The company saw fit to lift its interim dividend by 7%, in line with its policy of growing it by inflation plus 4%. Is that a sensible move when profits are under pressure? Dividend cover could be a bit stretched over the next couple of years, so that’s definitely worth watching.
I think Severn Trent’s dividend is perhaps one of the riskier of the utilities companies at the moment, but the firm is relatively free from the customer competition that’s afflicting energy suppliers.
Top dividend
For a bigger yield, I’m still a big follower of Aviva (LSE: AV). I currently hold some Aviva shares in my SIPP, but an additional ISA purchase is definitely one of my possibilities before the end of the year.
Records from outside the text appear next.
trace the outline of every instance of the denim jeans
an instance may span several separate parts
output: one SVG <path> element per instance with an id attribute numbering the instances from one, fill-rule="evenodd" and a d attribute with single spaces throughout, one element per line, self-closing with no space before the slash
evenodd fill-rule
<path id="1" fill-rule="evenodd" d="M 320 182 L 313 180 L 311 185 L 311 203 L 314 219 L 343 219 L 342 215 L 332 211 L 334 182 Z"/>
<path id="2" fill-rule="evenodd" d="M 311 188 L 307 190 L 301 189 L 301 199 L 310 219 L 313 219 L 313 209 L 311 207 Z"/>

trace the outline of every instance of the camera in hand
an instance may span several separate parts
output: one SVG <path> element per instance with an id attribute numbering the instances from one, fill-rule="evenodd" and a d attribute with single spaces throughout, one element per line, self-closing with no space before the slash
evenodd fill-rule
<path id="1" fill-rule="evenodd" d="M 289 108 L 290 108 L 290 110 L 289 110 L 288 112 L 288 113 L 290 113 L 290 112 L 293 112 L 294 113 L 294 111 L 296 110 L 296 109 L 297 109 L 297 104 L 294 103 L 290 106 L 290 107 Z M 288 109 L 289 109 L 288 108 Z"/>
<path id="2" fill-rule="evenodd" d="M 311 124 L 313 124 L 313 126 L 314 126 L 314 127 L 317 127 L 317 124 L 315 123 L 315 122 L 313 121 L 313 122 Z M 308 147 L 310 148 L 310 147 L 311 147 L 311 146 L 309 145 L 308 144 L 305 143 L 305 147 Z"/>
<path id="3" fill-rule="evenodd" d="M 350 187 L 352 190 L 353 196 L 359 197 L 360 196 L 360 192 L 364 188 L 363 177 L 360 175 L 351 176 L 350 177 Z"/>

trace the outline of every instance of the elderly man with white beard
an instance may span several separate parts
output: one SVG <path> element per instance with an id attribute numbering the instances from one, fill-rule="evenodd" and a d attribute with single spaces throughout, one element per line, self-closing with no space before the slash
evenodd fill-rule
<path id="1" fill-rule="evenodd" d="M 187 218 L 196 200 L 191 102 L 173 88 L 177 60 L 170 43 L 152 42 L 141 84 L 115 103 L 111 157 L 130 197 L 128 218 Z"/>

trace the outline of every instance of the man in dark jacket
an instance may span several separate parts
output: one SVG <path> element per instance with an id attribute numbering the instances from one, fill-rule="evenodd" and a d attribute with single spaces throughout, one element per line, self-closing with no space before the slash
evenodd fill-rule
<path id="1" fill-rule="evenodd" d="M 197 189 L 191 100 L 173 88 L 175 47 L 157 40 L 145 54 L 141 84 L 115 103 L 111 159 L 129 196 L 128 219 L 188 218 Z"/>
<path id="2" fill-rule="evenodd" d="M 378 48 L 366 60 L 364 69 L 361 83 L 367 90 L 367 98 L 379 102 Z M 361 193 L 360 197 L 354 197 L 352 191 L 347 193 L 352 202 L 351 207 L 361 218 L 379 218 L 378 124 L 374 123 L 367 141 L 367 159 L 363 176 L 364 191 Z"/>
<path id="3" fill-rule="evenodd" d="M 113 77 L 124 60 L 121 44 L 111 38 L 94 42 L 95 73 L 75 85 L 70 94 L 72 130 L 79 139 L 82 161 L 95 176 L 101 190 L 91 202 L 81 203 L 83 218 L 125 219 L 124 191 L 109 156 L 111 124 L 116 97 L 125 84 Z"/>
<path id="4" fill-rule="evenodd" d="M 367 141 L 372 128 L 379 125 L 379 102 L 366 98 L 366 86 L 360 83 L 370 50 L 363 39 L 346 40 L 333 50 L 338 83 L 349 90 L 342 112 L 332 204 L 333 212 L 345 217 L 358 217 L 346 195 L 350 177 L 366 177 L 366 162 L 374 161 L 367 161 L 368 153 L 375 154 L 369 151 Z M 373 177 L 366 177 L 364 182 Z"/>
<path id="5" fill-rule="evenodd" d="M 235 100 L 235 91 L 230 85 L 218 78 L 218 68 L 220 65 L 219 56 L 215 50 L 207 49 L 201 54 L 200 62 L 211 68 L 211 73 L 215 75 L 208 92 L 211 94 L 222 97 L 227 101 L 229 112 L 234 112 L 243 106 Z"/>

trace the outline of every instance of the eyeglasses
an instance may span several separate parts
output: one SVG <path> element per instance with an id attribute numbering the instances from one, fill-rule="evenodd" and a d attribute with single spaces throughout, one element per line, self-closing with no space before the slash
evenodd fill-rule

As fellow Motley Fool write Edward Sheldon has pointed out, Aviva shares are currently cheaper than they were three years ago, even though profits have nearly doubled and dividends are up 44%. Even knowing that Aviva shares were stuck in a long-standing weak spell, it shocked me a little to see it in those terms.
Dividends have been progressing well since Aviva emerged from the financial crisis and got its balance sheet back into a respectably liquid state, and if current forecasts prove accurate, we’ll see a hike to a yield of 7.1% — followed by 7.4% in 2020.
Low valuation
Meanwhile, a couple of years of earnings growth have dropped the stock’s forward P/E as low as 7.5, and that’s only around half the FTSE 100‘s longer-term average.
To me, Aviva shares are priced as if the company is in financial trouble, and have been for years. But I’m just not seeing it, and a large part of the stock’s low valuation has to be the general bearish sentiment towards the financial sector as a whole. We might not get any revaluations until Brexit is finally settled and we see what impact it has on insurers like Aviva, which I expect to be minimal.
In the meantime, I’m happy to keep pocketing my dividends… and thinking about that top-up.